“Don’t be such a wet blanket, Betty,” said Eira. “We can but try.”
“And even if we couldn’t manage it just now,” said Frances, “something might make it feasible after a time. It might prove the getting in the thin end of the wedge; you know papa and mamma sometimes come round to things if we wait long enough for—for them to get accustomed to the idea, as it were.”
“And when that time comes,” said Betty dolorously, “all the interest of the thing we wanted has gone.”
“O Betty, do not croak so,” said Eira; “it’ll depend on ourselves to keep up the interest by talking about it.”
“Yes,” said Frances, “you are quite right, though I have noticed that pleasant things seldom come quickly, and troubles and disappointments do. It isn’t often that one has some quite delightful surprise! Nice things either come in bits, so that you scarcely realise the niceness, or else they are pulled back when you feel sure of them, so that, even if they come after all, the bloom seems taken off.”
“Dear me, Frances,” said Eira, glancing up at her with a smile, “you are quite a pessimist for once.”

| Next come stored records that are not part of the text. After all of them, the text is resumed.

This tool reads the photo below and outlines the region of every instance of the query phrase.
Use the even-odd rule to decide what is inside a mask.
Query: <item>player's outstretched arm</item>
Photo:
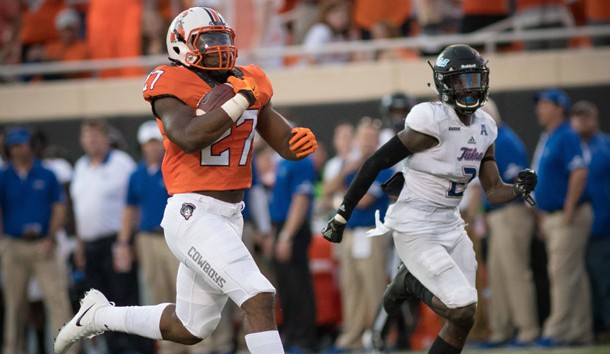
[[[316,151],[316,137],[308,128],[292,128],[268,102],[260,113],[256,130],[286,160],[300,160]]]
[[[324,238],[330,242],[341,242],[343,229],[352,211],[369,190],[379,172],[394,166],[411,154],[429,149],[437,144],[436,138],[407,128],[380,147],[360,167],[343,197],[337,215],[322,229]]]
[[[528,203],[533,204],[529,196],[536,188],[538,177],[536,172],[525,169],[519,172],[514,184],[504,183],[500,178],[498,165],[495,160],[495,144],[492,144],[481,160],[479,179],[485,191],[485,197],[491,204],[510,202],[518,197],[524,197]]]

“No—no,” returned Frances. “I don’t mean to be. I was really thinking about it to myself and wondering why it is so. When there appears to be a sort of rule about anything, you can’t help beginning to hunt for the reason of it.”
“The rule with us,” said Betty, still in the same plaintive tone, “according to the old saying, is no rule, for the exceptions never appear.”
Both Frances and Eira laughed.
“Why, Betty, you are becoming quite paradoxical, inspired by melancholy,” exclaimed the latter; but not the ghost of a smile was to be raised this afternoon on Betty’s pretty little face.